Unlike in other countries where parties are associated with ideologies and policies, presidential candidates in the Philippines are hardly distinguishable from each other where issues are concerned.
"So they try to present themselves as the hero, the champion of the majority of the voters who are very poor. So all of them are for the poor. All of them are for employment. All of them are for mass education," Lim said.
Placed third in the surveys is former president Joseph "Erap" Estrada.
Born in a poor Manila district, Estrada dropped out of school to be a B-movie actor, but his success as an actor led him to politics.
He served as mayor of a small town in Metro Manila for 17 years before becoming senator, vice president and then 13th president of the Philippines in 1998.
Removed from power in an army-backed popular uprising in 2001, Estrada was found guilty of plunder in 2007 and sentenced to life imprisonment. He was pardoned by President Gloria Macapagal Arroyo two weeks after the court's ruling.
Estrada has denied any wrongdoing and has vowed to fight corruption and nepotism.
"Along with the rest of the Filipino nation we will take back what they stole from you. We will seek to restore the honour of the Philippines, we will restore peace and order. We will restore progress, we will return the power to the Filipino masses," he told a crowd in a rally in downtown Manila.
"You did not forsake me when I was in prison. So I cannot forsake you either," he said.
Despite his ouster and subsequent jail sentence, and tales of his drinking and womanising, Estrada still maintains a large support base among rural poor and urban slum dwellers.
"They do not believe that the charges against him were true. If people are for instance die-hard supporters of President Estrada, whatever you tell them, all they will tell you is that 'Those are all lies.
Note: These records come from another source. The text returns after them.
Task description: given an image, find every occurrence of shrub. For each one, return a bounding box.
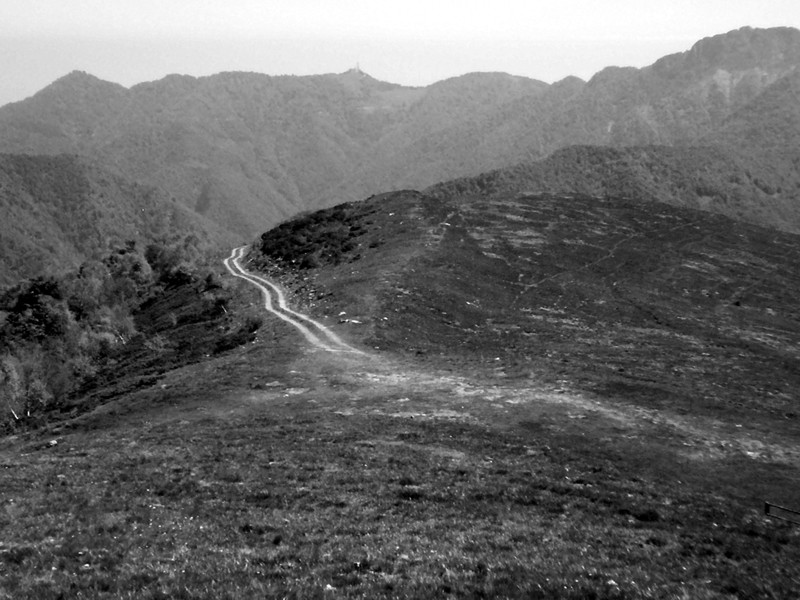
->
[145,236,202,286]
[2,282,71,342]
[0,348,57,426]
[144,334,170,353]
[244,315,263,333]
[0,354,23,422]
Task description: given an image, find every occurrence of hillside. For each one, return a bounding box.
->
[709,67,800,150]
[4,24,800,599]
[704,67,800,197]
[0,69,431,239]
[342,26,800,198]
[2,189,799,598]
[426,144,800,234]
[0,153,233,285]
[544,26,800,147]
[247,190,800,430]
[342,72,549,195]
[0,26,799,247]
[194,187,800,597]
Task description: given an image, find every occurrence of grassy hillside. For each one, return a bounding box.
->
[1,189,799,597]
[3,347,798,598]
[249,190,800,432]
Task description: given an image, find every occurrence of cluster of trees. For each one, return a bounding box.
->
[258,204,364,269]
[0,236,204,430]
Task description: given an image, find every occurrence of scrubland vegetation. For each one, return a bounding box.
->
[0,237,256,432]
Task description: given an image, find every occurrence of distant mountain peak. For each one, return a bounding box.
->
[586,65,638,87]
[60,69,101,81]
[39,70,127,100]
[553,75,585,87]
[685,25,800,71]
[51,70,123,89]
[327,67,402,94]
[337,66,382,82]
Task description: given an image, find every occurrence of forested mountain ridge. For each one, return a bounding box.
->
[0,153,233,285]
[425,142,800,235]
[343,26,800,198]
[421,56,800,234]
[1,26,799,246]
[555,26,800,146]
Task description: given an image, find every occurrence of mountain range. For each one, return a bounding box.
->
[4,26,800,597]
[1,26,800,282]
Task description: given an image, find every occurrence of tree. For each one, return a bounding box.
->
[0,354,23,422]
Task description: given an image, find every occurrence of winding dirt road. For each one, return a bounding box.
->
[223,246,364,355]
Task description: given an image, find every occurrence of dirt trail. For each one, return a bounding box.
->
[223,246,364,355]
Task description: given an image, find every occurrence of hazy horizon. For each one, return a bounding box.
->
[1,0,799,107]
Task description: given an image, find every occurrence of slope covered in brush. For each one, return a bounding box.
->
[248,189,800,434]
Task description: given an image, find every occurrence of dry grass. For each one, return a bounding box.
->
[3,191,800,597]
[1,339,798,599]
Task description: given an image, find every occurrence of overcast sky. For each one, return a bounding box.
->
[1,0,799,107]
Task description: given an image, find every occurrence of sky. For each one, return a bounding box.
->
[1,0,799,107]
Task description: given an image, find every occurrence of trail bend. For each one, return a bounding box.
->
[223,246,364,355]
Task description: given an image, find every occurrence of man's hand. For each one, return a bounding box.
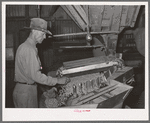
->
[56,66,65,77]
[57,76,70,85]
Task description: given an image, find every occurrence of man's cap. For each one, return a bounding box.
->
[24,18,52,35]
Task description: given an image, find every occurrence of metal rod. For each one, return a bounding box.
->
[37,5,40,18]
[59,45,105,49]
[48,31,119,38]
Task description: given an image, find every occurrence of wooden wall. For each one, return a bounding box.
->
[6,5,93,107]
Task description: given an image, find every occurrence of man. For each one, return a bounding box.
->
[13,18,68,108]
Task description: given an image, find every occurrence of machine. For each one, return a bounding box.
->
[40,55,134,108]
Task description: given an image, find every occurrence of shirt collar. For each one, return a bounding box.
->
[26,37,37,50]
[26,37,36,45]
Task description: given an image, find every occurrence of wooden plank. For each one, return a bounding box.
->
[106,6,119,52]
[75,82,118,105]
[109,82,133,96]
[82,5,88,16]
[73,5,88,25]
[111,6,122,31]
[120,6,129,32]
[126,6,136,26]
[101,6,116,54]
[61,6,82,30]
[99,6,105,31]
[97,92,125,108]
[108,6,115,31]
[89,5,104,31]
[65,5,86,31]
[131,6,141,27]
[129,6,137,26]
[101,5,114,31]
[103,93,114,98]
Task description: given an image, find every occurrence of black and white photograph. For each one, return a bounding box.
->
[2,1,149,121]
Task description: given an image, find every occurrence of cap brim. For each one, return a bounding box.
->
[24,27,52,35]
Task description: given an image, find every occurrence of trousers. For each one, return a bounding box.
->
[13,83,38,108]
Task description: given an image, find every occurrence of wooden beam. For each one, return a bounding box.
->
[126,6,136,27]
[131,6,141,27]
[65,5,87,31]
[73,5,88,25]
[108,7,122,51]
[61,5,82,30]
[99,6,105,31]
[101,6,115,31]
[111,6,122,31]
[100,6,117,52]
[89,5,105,31]
[120,6,129,32]
[109,6,115,31]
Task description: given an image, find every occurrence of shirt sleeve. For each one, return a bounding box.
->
[23,47,57,86]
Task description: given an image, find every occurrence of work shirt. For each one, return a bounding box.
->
[14,37,57,86]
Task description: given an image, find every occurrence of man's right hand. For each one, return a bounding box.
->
[56,66,65,77]
[57,76,70,85]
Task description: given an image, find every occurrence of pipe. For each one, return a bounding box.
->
[48,31,119,38]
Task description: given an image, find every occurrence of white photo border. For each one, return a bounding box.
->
[2,1,149,121]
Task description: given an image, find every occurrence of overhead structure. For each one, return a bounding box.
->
[61,5,140,32]
[60,5,141,52]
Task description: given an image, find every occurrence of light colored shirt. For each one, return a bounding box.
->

It's all politics,'" Lim said.
Estrada's followers say they like him because he is genuinely for the poor.
"I prefer someone with no brains, who doesn't know how to steal but who sympathises with the poor and who knows how to get along with people in the streets," Estrada supporter Rosario Dimacali said.
The presidential candidates shared the limelight on Tuesday not only with their vice-presidential and senatorial running mates, but also singers and movie stars who they hope will gain voters' attention.
More than 50 million Filipinos are choosing a new president, vice president, about 300 lawmakers in the two-chamber Congress and more than 17,600 local government positions in the country's first nationwide automated elections on May 10.